Globalement, Hong Kong est loin devant avec un indice global de 8.7/10 (la maison-mère, la Chine, est 90eme avec 5.7 !). Singapour suit avec 8.6. Ensuite, la Nouvelle-Zélande est notée 8.2 comme la Suisse, le Royaume-Uni et les Etats-Unis.

Loin derrière, la France apparait en 44eme position avec 6.8, loin derrières nos partenaires occidentaux, avec l'Afrique du Sud, la Lithuanie, le Pérou, l'Uruguay et Malte.
Dans le détail, nous sommes 17emes avec 9.6/10 en termes d'accès à une monnaie saine, 23emes avec 7.4 en termes de structure judiciaire et de respect de la propriété privée, 24eme avec 8.1 dans la mesure du Libre-échange. La règlementation économique nous voit déjà descendre en 33eme place avec 5.4 seulement, et la règlementation du marché du travail est pire : 45eme place avec 5.1. Mais le pire score est celui du poids de notre Etat qui nous place en 122eme position avec 2.8/10 !!!
[avant nous, la Hongrie, la Rép Tchèque, le Bostwana, l'UEA, le Costa Rica et le Salvador ...]

Il est intéressant de voir que notre indice n'était que de 5.4 sous Giscard, 5.7 dans les années 80 avant de passer à 6.8 en 1990 puis à 7 en 2000, vite retombé à 6.7 en 2001.

Les chiffres de la Banque Mondiale (qu'a dirigé Stiglitz pour rappel) indiquent que le taux de croissance, l'espérance de vie, le taux d'alphabétisation, la liberté politique et le revenu moyen des 10 % les plus pauvres sont les plus élevés dans les pays qui disposent de l'indice le plus fort.

15:20 Écrit par Alternative Lib | Lien permanent | Commentaires (1) |  Facebook |

06/08/2004

Tremblement de terre en Californie


La Californie, l'état le plus peuplé des Etats-Unis avec 35 millions d'habitants, connait de graves problèmes budgétaires de façon chronique. Sur un budget annuel autour de 100 milliards de $, avec une hausse supérieure à 40 % en 5 ans, la moitié va à l'enseignement et un tiers à la santé et à l'aide sociale. Or, les revenus annuels, volatiles en fonction de la conjoncture car issus de l'impôt sur le revenu, n'atteignent que 80 milliards de $. La différence, massive, ne décroit pas. La marge de manoeuvre fiscale est limitée car le niveau d'imposition moyen est déjà très élevé avec une forte progressivité de l'impôt.

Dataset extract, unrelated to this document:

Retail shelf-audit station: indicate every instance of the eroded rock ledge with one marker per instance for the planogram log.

Un emprunt record de 15 milliards de $, voté par les Californiens, avait defrayé la chronique en mars de cette année. Un plafonnement des dépenses avait aussi été fixé, mais sans mise en oeuvre immédiate, laissant filer le déficit massif chronique. Cette semaine, Schwarzy sort enfin son projet, élaboré dans la confidence. Ce programme de 1000 propositions dans un volume de 2500 pages doit d'abord être voté au 2/3 des voix par le parlement de l'Etat, actuellement dominé par les Démocrates. Ces derniers hurlant au loup devant les mesures radicales d'Arnold, celui-ci devra peut-être passer en force par un referendum populaire.

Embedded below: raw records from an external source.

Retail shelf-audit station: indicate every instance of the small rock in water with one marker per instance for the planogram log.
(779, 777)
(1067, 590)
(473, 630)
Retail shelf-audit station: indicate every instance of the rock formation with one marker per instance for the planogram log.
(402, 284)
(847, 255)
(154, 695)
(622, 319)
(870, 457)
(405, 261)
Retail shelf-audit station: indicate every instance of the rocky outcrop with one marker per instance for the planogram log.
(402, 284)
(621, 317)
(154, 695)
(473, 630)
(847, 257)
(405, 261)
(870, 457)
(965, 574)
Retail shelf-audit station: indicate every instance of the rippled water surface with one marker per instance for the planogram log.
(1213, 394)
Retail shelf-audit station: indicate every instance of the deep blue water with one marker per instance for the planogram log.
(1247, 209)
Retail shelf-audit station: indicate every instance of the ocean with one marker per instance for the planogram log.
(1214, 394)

Qu'est-ce qui a bien pu choquer l'opposition dans ce plan ? Peut-être la réduction de la taille de l'administration de l'Etat de 12 000 fonctionnaires, la restructuration (et la suppression) des trop nombreuses commissions en tout genre ou, enfin, la privatisation de diverses activités actuellement dans le secteur public.

Les débats s'annoncent houleux...mais l'objectif d'une réduction du budget de 30 milliards de $ sur 2 ans constitue bien une menace pour la culture politique traditionnelle d'une croissance naturelle du poids de l'Etat.